Trump presidency withdraws 5,000 U.S. troops from Europe. The additional brigade deployed by Biden after the Russian invasion of Ukraine returns to the United States. The dispatch of the Cruise missile regiment ordered at the time is also revoked.

By Marco Ferrando

The dimensions of the U.S. “withdrawal” are very modest. The US contingent stationed in Europe totals 75,000 troops. The withdrawal is essentially concentrated in Germany. The German and Polish rearmament largely offsets the American withdrawal.

However, the political signal is not irrelevant. The decision to partially disengage was taken without consulting the European NATO allies. And it is combined with the still unofficial announcement that “in case of war” the United States would reduce the number of U.S. military personnel to be sent “to the relief” of Europe.

The America First line thus takes a new step forward. It is not a question of the U.S. abandonment of the old continent, the “D-Day in reverse” of which the bourgeois press speaks (La Repubblica, 21/5). But certainly the new U.S. presidency confirms its trend line. U.S. imperialism in decline finds it difficult to sustain the costs of its old world hegemony and proceeds to cut them unilaterally. Better to concentrate on the Pacific frontier, where the strategic game with Chinese imperialism is being played. On the other hand, the new US administration’s Strategy Paper singles out Russian imperialism as a “long-term adversary”, no longer as an “enemy”. And with regard to Putin, Trump has been developing a new policy for some time now. Not friendly, but one of exchange. “Russia (and China) out of Venezuela, out of Cuba, out of the American continent”, which the US president wants entirely “under the Stars and Stripes”. But full readiness to negotiate with Russia the division of Ukraine and to recognize a larger space in Europe.

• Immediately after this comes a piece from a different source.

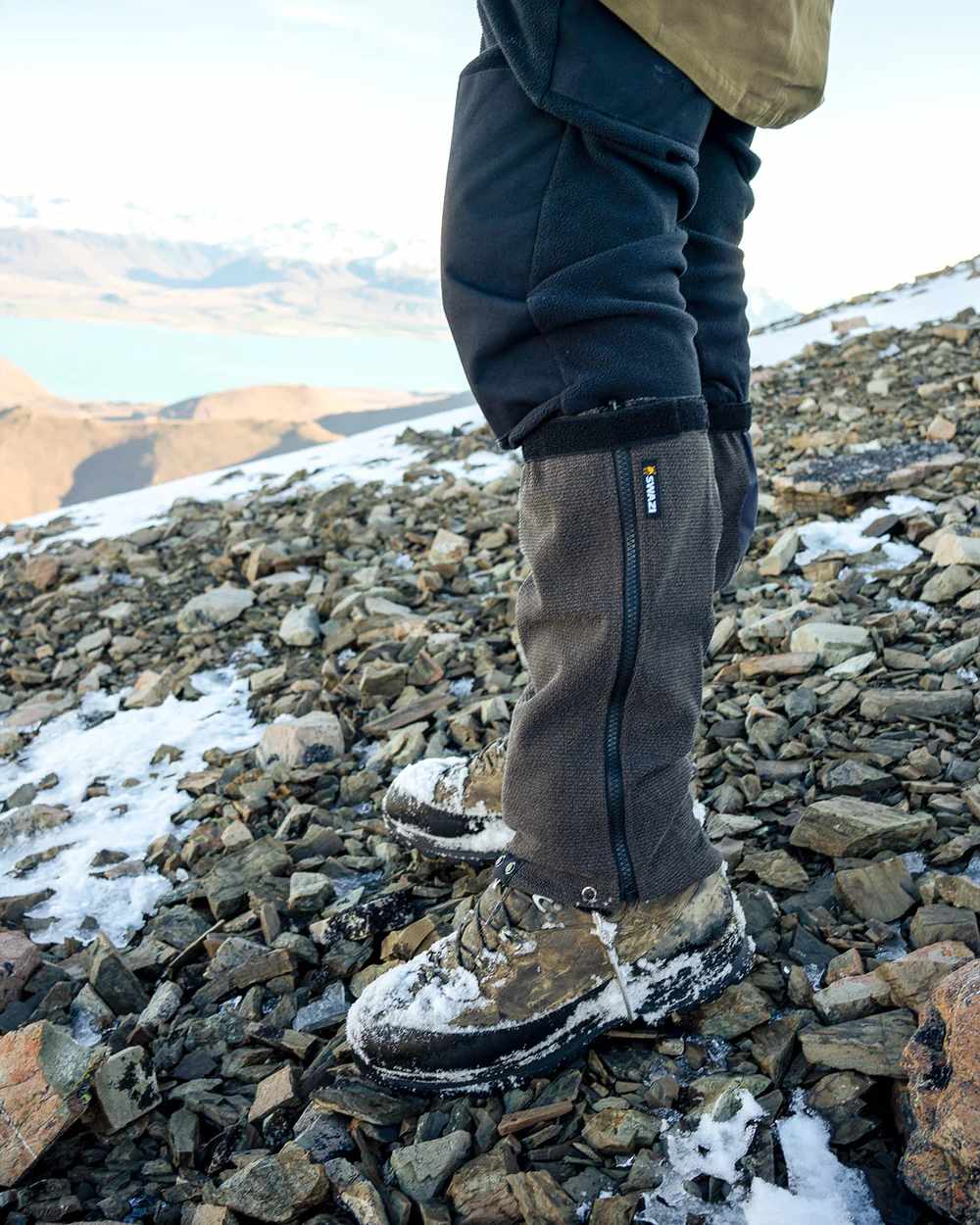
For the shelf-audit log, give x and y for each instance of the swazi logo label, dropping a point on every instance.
(651, 490)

The crisis of the transatlantic axis between US imperialism and European imperialism is in full swing. The U.S. polemic against the lack of European support in the war against Iran and for the unblocking of Hormuz is part of this framework. NATO as such is not under discussion today. But a profound restructuring of the Alliance is certainly underway. The famous Article 5 of the Atlantic Alliance, in its real military implications, is undergoing a progressive political hollowing out. The European imperialisms are called upon to assume a growing military commitment at the expense of their own wage earners.

German imperialism is running the European arm of the Atlantic Alliance. Germany wants to reach the target of 5% of GDP for military spending as quickly as possible. “Our goal is a new distribution of burdens within the NATO alliance, corresponding to Germany’s economic and military potential…”,this declared German Foreign Minister Johann Wadephul after the announced US “withdrawal”. It is also the German challenge to the hegemonic ambitions of French imperialism in the European military field. As for Italian imperialism, its objective is to consolidate, with growing resources, the leadership of the southern branch of the alliance, that which controls the Mediterranean and North Africa.

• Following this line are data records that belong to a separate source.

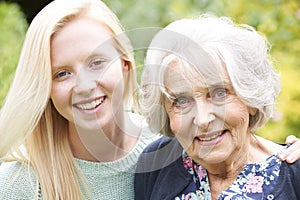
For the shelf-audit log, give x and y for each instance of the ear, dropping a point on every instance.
(252, 111)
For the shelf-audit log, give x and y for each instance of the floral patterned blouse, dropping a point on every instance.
(255, 181)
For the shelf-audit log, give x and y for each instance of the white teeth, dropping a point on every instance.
(91, 105)
(210, 138)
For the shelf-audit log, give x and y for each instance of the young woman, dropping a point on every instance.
(64, 123)
(215, 85)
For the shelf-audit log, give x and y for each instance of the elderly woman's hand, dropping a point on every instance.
(292, 153)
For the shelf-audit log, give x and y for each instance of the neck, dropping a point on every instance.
(106, 144)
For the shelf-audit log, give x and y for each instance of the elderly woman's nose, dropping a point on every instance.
(203, 115)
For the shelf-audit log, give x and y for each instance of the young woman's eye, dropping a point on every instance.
(97, 63)
(61, 75)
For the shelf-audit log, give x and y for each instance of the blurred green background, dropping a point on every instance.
(279, 20)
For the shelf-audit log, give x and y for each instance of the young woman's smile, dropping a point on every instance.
(87, 73)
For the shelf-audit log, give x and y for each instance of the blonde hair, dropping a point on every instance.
(28, 117)
(239, 48)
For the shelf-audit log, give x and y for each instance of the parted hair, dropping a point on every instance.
(243, 51)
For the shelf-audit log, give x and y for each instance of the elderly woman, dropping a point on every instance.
(211, 84)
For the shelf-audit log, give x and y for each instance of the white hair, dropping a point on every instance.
(239, 48)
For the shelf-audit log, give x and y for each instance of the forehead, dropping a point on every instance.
(80, 38)
(181, 75)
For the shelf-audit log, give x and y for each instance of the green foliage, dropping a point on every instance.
(12, 28)
(279, 20)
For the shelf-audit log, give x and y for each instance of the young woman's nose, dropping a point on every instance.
(85, 82)
(203, 115)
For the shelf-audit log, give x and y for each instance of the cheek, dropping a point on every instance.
(237, 115)
(61, 97)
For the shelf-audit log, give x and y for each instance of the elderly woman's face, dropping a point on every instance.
(206, 116)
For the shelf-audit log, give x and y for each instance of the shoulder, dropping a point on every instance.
(17, 181)
(158, 144)
(159, 154)
(292, 169)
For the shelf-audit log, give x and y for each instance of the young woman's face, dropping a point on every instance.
(206, 116)
(87, 74)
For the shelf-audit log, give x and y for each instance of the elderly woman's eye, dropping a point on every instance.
(218, 94)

Undoubtedly, the reformist idea of “a Europe of peace” by being “more autonomous from the United States” is the illusion that conceals an inverted reality. That of an increasingly armed capitalist Europe, which places in rearmament the hope of relaunching its negotiating weight in the new distribution of world balances. Only the struggle for a workers’ government, in each country and on a continental scale, can confront this perspective. Only a Socialist Europe can realize a real alternative.